31 Oct 2019, 11.54
Committee B (European Affairs) of the British Irish Parliamentary Assembly has published an interim report into European Security Cooperation after Brexit.
The report finds that data-sharing on criminal matters will be vital to ensuring the security of the UK, Ireland and wider EU after Brexit.
Barriers remain to UK’s continued access to key data sharing databases, notably SISII Second generation Schengen Information System (SISII), and the UK will likely lose these vital resources if its data protection environment is not up to standard.
The Committee recommends a renewed focus on averting the loss of access to critical data sharing mechanisms.
This includes preparing the UK to meet the necessary standards of data protection to enable continued access as well as investigating the potential for expanding Passenger Name Records to forms of international travel beyond aviation.
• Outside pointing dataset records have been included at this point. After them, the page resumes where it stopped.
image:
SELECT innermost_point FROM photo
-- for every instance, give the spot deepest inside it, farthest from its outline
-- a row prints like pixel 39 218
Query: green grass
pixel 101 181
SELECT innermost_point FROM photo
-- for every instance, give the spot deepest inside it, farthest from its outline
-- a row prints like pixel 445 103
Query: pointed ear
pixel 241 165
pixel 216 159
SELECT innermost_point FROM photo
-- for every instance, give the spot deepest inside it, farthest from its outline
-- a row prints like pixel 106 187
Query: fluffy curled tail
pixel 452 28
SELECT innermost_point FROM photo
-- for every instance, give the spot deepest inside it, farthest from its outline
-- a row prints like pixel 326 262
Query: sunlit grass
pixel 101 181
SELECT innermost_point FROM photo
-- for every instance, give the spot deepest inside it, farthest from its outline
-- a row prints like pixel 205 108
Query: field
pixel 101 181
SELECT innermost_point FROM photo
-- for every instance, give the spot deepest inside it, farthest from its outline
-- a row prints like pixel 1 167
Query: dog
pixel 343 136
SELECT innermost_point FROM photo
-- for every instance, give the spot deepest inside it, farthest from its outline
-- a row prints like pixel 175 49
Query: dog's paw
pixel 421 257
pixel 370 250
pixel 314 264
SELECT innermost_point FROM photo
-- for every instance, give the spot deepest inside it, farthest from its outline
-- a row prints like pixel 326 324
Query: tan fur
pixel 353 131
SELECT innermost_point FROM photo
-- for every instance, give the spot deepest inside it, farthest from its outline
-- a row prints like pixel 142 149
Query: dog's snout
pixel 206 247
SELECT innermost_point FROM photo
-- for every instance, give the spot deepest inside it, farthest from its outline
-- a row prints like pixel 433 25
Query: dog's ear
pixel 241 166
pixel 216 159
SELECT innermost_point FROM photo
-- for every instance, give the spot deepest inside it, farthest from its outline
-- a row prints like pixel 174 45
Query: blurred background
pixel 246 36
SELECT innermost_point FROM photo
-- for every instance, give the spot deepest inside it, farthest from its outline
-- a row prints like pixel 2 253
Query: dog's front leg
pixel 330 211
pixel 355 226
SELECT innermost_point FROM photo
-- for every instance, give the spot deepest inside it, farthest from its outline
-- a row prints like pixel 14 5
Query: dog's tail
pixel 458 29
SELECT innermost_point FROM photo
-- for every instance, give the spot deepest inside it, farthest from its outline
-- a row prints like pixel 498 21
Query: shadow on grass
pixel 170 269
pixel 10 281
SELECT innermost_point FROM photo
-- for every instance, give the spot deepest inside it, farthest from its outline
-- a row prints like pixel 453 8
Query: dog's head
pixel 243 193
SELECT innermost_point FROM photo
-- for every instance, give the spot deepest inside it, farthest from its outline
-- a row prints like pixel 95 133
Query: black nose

It further calls for fallback arrangements to be developed to mitigate the loss of access in the case of a no deal Brexit
Launching the report, Committee Chair, Darren Millar said: “Existing data sharing arrangements between members of the European Union have played a crucial role in protecting member nations from terrorism and combatting serious organised crime. As the UK prepares to leave the EU, it is vital that all is done to mitigate the potential impact of the UK leaving critical data sharing mechanisms that help keep the UK, Ireland and other EU member states safe.
“In our report we urge all the parties involved in the Brexit negotiations to recognise the mutual benefit of continuing existing data sharing arrangement and make the necessary preparations to set the groundwork for its continuation.
"No matter what form Brexit takes, this is one area where divergence from the status quo creates an unacceptable risk."
Scrutiny of future security treaties
•The UK Government’s proposals for a strong role for Parliament in scrutinising post-Brexit free trade agreements are welcome, but they currently apply to those agreements only. The Committee recommends that the UK Government replicates the arrangements it has already proposed for scrutinising post-Brexit free trade agreements for security treaties.
•The Committee calls on the House of Commons Commission and House of Lords Commission to provide adequate resources for effective scrutiny of security treaties by the UK Parliament.
Data security and Passenger Name Records
•The UK, Ireland and wider EU have mutually beneficial interests in continuing security cooperation after Brexit. Stumbling blocks remain, however, especially in relation to the UK’s data protection laws. The Committee urges the UK Government, and UK/EU negotiators, to make data adequacy a focus of ongoing preparations for Brexit.
•Witnesses told the Committee that fall-back arrangements in place in the case of a no-deal Brexit will not offer the same level of information sharing and cooperation, as was noted in the Committee’s first interim report.
•The Committee urges the UK Government to ensure that UK police forces remain adequately resourced for the consequences of Brexit: both on the front line and in supporting officers adjust to longer-term changes in how they work.
Summary of Recommendations
•The Committee recommends that the UK Government replicates the arrangements it has already proposed for scrutinising post-Brexit free trade agreements for security treaties.
•The Committee calls on the House of Commons Commission and House of Lords Commission to provide adequate resources for effective scrutiny by the UK Parliament.
•The Committee recommends that the UK Government and the UK/EU negotiators make data adequacy a focus of ongoing negotiations for Brexit.
•The Committee recommends that consideration be given to the use of Passenger Name Records for passenger ferry journeys.